Because the truth, be that as it may, is stark: this recovery was built on stabilisation, not strength – and stability is now under strain.

THE REALITY CHECK

Fuel rationing. A four-day work week. Mounting external pressure from a volatile Middle East. These are not signs of an economy confidently moving forward.
They are early warning signals of a system that can still be pushed off balance.

Yes – inflation is down.
Yes – reserves have improved.
Yes – the IMF programme is on track.

But none of that has yet translated into a resilient economy that can absorb shocks without reverting to crisis behaviour.

Sri Lanka has rebuilt the appearance of order – not the substance of security.

THE REVELATION

Senior business voices are now quietly sounding the alarm: foreign exchange must be rationed, essential imports prioritised, and non-critical outflows curbed.

Read that again.

When an economy begins to prioritise survival inputs, it is no longer in recovery mode – it is in defensive mode.

THE STING

And here lies the danger. Sri Lanka has been here before.

The temptation now will be familiar – ease the pressure with subsidies, blur pricing realities, delay hard decisions, and hope the storm passes. 

That is not policy.
That is how the last crisis was manufactured. CLEAR WARNINGS

Even before this latest shock, the warnings were clear: growth remains uneven, poverty elevated, and the economy still below its pre-crisis strength.In other words – the foundation was incomplete before the storm arrived.

Now the storm is here.

WHAT MUST BE DONE – NOW

This is not a moment for incrementalism. It is a moment for control.

•Protect foreign exchange ruthlessly – fuel, food, medicine, exports.
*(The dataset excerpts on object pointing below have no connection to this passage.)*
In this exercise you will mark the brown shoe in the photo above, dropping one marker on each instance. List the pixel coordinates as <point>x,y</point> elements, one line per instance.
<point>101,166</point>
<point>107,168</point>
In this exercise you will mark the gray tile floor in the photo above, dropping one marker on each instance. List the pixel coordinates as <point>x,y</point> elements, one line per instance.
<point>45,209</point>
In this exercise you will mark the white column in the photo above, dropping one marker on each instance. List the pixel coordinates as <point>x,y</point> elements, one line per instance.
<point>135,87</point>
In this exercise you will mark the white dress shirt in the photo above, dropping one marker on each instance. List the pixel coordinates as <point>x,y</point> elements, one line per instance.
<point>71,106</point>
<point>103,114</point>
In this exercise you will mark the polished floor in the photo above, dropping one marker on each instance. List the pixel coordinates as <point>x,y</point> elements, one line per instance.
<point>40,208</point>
Nothing else comes first.

•Hold the line on energy pricing – cushion the poor directly, not the system broadly.

•Secure fuel supply chains aggressively – diplomacy, credit lines, commercial deals – all channels open.

•Defend reform credibility – no mixed signals, no quiet reversals.

•Support the vulnerable visibly – or lose the political ground beneath the reforms.

•Communicate a national plan – clearly, calmly, and honestly.

Anything less invites drift. And drift, in Sri Lanka’s case, has always ended in collapse.

THE FINAL WORD

This is no longer about economics alone. This is about leadership. Not speeches. Not optics. Not reassurance.

Decisions. Discipline. Direction.

Because if Sri Lanka mistakes temporary stability for lasting strength – then the abyss it escaped in 2022 will not remain a memory.